Después de una buenísima racha de triples A que hemos vivido durante estos meses y, sobre todo en marzo, me puse con un título indie de los pies a la cabeza, de esos que hacen tomarte un respiro de tanta superproducción, que por lo menos a mí, me satura un poco.

Outbreak, desarrollado por Dead Drop Studios, es un survival horror shooter de vista cenital que bebe de muchas fórmulas más que comprobadas y que a su vez contiene maneras de narrar o de jugar que nos recordarán a otros títulos más conocidos.

La historia no es algo innovador: surge una invasión zombi en la que varios supervivientes dentro de un hospital tienen que encontrar una salida, evitando una serie de impedimentos y buscando formas de abrirse paso.

En el menú principal, podemos encontrar varios modos de juego: la historia principal, un modo horda en el que hay que ir sobreviviendo en diferentes estaciones y una versión de la historia más centrada en la narrativa y el survival.

Centrándonos en los modos single player, me parece una genial idea el hecho de que el jugador pueda elegir cómo quiere jugar el núcleo del juego, de hecho, deja incluso una pequeña personalización de las diferentes fases del desarrollo del juego pudiendo elegir por ejemplo los personajes o la dificultad. Además, en el apartado multijugador, tenemos un modo cooperativo a cuatro jugadores donde hay chat de voz para una mejor organización.

En el apartado visual encontramos luces y sombras. Gráficamente el juego no es gran cosa, pero tampoco lo necesita, tiene un estilo visual parecido al maravilloso To The Moon o al alocado Hotline Miami, pero se queda a medias de todo lo que podría exprimir con las herramientas de las que dispone. La paleta de colores es correcta, pero peca de demasiada “neblina” u oscuridad para querer dar ese toque survival. No es necesario y tampoco lo consigue, incluso a veces es molesto y puedes hasta tú mismo visualizar cómo el espacio que te rodea se podría haber interpretado de otra manera.

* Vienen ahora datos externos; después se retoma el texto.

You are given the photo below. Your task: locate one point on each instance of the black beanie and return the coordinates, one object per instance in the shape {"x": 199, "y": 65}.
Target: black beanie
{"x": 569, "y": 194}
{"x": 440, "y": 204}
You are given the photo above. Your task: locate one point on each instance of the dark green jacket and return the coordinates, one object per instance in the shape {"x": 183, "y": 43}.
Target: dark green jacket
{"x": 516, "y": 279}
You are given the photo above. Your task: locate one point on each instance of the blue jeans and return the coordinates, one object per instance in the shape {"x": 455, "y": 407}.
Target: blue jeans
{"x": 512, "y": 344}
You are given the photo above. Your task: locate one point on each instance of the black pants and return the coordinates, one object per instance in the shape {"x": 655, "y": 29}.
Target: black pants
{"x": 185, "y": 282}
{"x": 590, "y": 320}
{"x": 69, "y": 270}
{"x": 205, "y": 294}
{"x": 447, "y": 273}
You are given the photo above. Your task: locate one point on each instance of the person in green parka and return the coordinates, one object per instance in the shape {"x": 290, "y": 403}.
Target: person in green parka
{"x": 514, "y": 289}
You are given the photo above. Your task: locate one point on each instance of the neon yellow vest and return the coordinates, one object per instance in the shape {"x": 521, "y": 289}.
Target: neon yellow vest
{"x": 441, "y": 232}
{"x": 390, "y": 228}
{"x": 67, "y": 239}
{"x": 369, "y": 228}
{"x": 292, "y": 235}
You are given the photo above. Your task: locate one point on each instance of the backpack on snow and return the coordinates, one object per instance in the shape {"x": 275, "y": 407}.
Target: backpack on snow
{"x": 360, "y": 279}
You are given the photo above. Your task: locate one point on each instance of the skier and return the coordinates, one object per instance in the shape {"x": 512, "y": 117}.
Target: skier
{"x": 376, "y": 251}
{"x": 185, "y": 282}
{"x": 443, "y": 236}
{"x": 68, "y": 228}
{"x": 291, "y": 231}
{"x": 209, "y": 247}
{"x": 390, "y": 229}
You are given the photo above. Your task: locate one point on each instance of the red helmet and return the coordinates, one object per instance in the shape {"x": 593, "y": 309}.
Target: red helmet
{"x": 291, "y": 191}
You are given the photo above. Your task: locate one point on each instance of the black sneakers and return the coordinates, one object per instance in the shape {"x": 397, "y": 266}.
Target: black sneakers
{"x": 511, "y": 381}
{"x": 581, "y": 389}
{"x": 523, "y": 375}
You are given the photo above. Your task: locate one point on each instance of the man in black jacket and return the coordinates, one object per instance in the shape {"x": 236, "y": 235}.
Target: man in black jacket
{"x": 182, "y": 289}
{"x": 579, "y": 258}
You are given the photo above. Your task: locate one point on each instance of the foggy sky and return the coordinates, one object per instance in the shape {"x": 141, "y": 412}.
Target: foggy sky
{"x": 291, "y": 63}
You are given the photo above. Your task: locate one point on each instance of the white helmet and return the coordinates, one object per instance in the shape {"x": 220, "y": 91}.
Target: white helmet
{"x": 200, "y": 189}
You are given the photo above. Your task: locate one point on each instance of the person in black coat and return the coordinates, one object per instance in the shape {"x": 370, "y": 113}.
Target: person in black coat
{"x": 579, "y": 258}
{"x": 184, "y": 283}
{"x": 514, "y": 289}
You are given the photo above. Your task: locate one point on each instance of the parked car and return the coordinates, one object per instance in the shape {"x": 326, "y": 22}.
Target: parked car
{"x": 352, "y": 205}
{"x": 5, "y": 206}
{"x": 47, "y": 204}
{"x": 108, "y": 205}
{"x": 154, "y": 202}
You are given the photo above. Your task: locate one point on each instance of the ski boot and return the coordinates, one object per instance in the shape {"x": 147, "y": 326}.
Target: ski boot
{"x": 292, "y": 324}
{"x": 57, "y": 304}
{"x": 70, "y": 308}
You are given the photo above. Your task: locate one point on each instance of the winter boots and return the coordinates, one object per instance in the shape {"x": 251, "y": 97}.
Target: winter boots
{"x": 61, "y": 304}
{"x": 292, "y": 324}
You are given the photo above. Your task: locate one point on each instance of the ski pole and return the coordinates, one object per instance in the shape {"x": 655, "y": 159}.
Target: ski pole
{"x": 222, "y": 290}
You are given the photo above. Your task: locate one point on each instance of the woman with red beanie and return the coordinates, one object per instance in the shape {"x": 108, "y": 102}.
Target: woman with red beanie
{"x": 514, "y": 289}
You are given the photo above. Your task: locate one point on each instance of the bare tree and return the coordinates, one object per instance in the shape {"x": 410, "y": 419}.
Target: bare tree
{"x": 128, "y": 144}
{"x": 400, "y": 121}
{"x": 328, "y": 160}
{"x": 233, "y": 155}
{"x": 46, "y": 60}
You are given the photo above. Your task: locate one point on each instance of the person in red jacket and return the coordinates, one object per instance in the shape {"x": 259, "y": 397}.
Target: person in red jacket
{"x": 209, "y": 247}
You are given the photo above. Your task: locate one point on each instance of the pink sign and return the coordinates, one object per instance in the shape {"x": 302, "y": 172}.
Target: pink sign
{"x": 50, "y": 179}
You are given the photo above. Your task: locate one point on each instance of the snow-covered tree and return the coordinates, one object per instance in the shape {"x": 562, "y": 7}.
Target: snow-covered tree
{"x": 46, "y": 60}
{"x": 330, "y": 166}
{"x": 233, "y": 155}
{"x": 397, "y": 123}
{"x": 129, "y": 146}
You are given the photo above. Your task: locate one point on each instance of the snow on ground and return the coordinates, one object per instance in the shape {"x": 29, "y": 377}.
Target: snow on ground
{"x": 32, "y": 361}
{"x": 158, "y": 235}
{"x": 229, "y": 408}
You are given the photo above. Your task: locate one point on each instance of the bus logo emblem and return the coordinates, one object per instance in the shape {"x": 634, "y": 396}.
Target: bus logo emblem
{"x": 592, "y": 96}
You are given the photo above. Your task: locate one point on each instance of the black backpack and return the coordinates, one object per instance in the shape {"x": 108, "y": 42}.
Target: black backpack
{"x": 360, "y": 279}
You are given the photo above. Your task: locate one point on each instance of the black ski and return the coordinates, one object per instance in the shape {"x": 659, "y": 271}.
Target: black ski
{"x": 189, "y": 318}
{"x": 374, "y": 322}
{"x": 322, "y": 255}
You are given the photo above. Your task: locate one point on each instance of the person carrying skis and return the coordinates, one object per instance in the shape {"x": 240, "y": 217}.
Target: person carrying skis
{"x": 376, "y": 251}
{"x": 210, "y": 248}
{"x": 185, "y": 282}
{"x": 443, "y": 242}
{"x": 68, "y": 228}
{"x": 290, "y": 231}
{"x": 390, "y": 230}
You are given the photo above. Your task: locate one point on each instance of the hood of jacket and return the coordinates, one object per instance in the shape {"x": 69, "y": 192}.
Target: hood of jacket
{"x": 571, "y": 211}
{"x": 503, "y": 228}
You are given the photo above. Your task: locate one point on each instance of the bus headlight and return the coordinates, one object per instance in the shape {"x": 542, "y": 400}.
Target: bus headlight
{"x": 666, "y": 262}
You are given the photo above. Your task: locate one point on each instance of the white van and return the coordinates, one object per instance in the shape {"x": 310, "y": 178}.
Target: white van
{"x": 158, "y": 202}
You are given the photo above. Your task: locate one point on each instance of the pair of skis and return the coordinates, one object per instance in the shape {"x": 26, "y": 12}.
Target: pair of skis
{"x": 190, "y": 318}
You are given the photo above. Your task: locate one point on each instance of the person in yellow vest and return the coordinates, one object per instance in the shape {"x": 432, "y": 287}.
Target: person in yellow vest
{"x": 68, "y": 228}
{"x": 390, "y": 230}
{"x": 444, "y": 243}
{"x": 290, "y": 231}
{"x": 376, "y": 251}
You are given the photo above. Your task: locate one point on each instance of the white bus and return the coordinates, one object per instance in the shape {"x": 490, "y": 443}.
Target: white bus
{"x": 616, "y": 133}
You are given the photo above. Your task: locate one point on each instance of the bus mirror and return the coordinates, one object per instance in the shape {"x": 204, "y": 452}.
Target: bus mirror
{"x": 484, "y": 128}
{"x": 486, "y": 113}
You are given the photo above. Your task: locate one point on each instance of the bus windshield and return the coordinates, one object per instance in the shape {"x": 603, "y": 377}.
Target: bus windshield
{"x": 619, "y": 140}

El sonido es discreto: las introducciones a las fases sí están acompañadas por una música totalmente acorde a los momentos de tensión, pero una vez que empieza la fase, se quita totalmente la música. He echado en falta fragmentos sonoros que acompañen la experiencia para dar más empaque a la experiencia de soledad y miedo.

Usa mecánicas ya conocidas de manera acertada: el apuntar sin poder moverte característico de los Resident Evil de antaño, el crafteo de objetos o cálculo o gestión de lo que tenemos para sobrevivir en esta invasión zombie.

Tenemos un mapa que podemos consultar constantemente y que nos lleva demasiado de la mano, es decir, al abrir el mapa ya están marcados los puntos clave o de interés y esto le quita peso a la experiencia survivial. De esta manera, en determinadas fases, pasas completamente de explorar y te entran ganas de ir directamente al objetivo. El juego también tiene documentos que leer u objetos que nos darán información de la historia o de la fase y que también pasaremos desapercibidos si vamos directos al objetivo.

El menú de crafteo y gestión de objetos es desafortunado y nada intuitivo, es molesto a día de hoy y con tantas fórmulas para este tipo de juegos que, por ejemplo, para recargar tengas que pausar el juego, irte al menú y combinar las balas con la pistola.

El título te deja diferentes tipos de controles. He probado parte del juego con el ratón y teclado y otra parte con el mando. Con teclado y ratón va perfecto, pero con mando encuentro un aspecto a pulir: si tienes enchufado el mando, te muestra cómo interactuar con las teclas del teclado. La disposición de los botones del mando tampoco es nada intuitiva.

Outbreak quiere abarcar demasiado dentro de su género y por ello, se queda a medias en todo. No destaca en nada, pero tampoco tiene ningún aspecto flagrante que te impida pasar una experiencia correcta, sin más.

Muy interesante el aspecto multijugador que puede pulirse más y alargar la vida al título. Además, la variedad de modos de juego que tienen me ha encantado para hacer más personalizada la experiencia.

Tiene algunas ideas frescas pero que se ven empañadas por decisiones de diseño o mecánicas a mejorar y con una historia muy estándar.

Aquellos que cojan este título sin ninguna pretensión en concreto o que sean muy fans de títulos de los que se influencia o a los que hace referencia, lo disfrutarán.